A few years later I had my own and used the internet for the first time. This
was like 1998/1999.

Funny enough, during my middle school years I thought programming would be
boring. It wasn't until college that I found that I really enjoyed it. By
chance I came across PG's essays perhaps 16 months ago. Now I am moving to San
Francisco to work for a startup. Funny how things happen.

------
ww520
I'm a native growing up here in the SF Bay Area. Even for school, it's just in
Berkeley across the bay.

For programming, I started with Basic and assembly in high school, then
Pascal/C/Scheme/Lisp in college. Got some very valuable CS classes that I can
use till today. For one semester I bought Guy Steele's Lisp reference and
wrote a Common Lisp system from ground up with C while funking the complex
analysis math class (low attendance); no regret.

I probably didn't know it at the time but there were a lot of advance in CS
fundamentals at the time, and I felt like I've missed out on those cause I
came at the tail end of them. What's funny was that I did join a database
startup some time later that happened to be started by my CS professor.

Over the years, I did work in databases, network protocol/drivers, kernel
device drivers, native UI apps, p2p, security, ecommerce/auction, ERP
integration, complex event system, regulatory compliance, CRUD apps, fault-
tolerant system, index/search, data mining, fault detection, financial app,
storage system, full stack webapps, mobile apps/games, and railway analysis
apps. It's very rewarding to be able to go from the very low level in the
system all the way to the user facing level. Nowadays I mostly work on full
stack webapps or mobile apps.

For languages I just picked them up along the way, such as
C++/Java/Javascript/Perl/Python. I found that if I use them in my work, I
would become good at them, otherwise I forgot about them, like I've dabbled in
Fortran/PHP/Ruby/Haskell/Scala/Clojure but they become hazy after a while.

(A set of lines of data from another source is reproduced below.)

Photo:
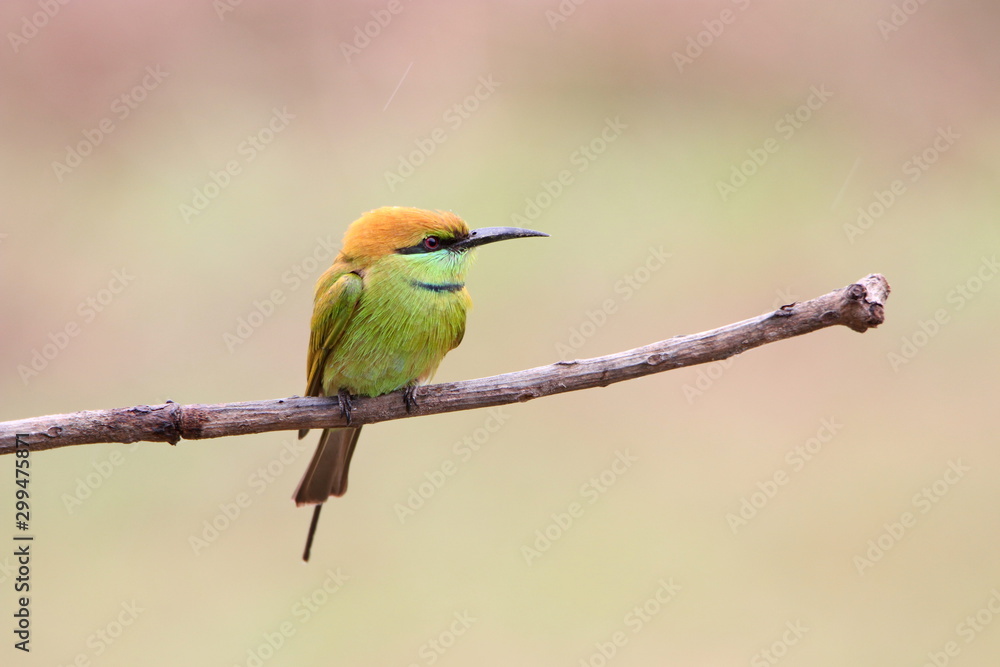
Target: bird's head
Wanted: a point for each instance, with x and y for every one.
(418, 240)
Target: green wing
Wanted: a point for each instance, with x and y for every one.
(337, 298)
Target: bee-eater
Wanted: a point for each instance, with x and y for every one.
(385, 314)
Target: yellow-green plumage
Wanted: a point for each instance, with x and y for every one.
(385, 314)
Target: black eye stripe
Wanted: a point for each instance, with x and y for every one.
(423, 246)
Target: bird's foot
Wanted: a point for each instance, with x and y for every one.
(346, 407)
(410, 398)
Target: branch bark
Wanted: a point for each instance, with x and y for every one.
(858, 306)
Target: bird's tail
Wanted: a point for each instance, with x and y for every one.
(327, 473)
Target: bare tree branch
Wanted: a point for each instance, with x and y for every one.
(859, 306)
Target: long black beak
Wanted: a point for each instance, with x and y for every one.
(484, 235)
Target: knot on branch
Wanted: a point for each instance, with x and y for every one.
(865, 303)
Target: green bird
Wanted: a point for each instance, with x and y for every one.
(385, 314)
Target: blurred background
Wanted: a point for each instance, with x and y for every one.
(177, 175)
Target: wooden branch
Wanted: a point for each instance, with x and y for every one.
(859, 306)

Besides the first two companies I joined, all others were startups.

------
robertlaing
Web designer/programmer working in agencies in London, back in 2004.

A freelancer who was working for us quit and raised some money for a product
idea. And friends, who had founded Last.fm, started getting a lot of traction.

About that time I realized "oh I don't need to work for agencies my whole
life". Was very inspiring. I think that unless you've grown up in SV, gone to
Stanford etc, that kind of idea is very uncommon.

Moved to Japan, started a startup.

All been downhill since then :) Gotta get off this crack :)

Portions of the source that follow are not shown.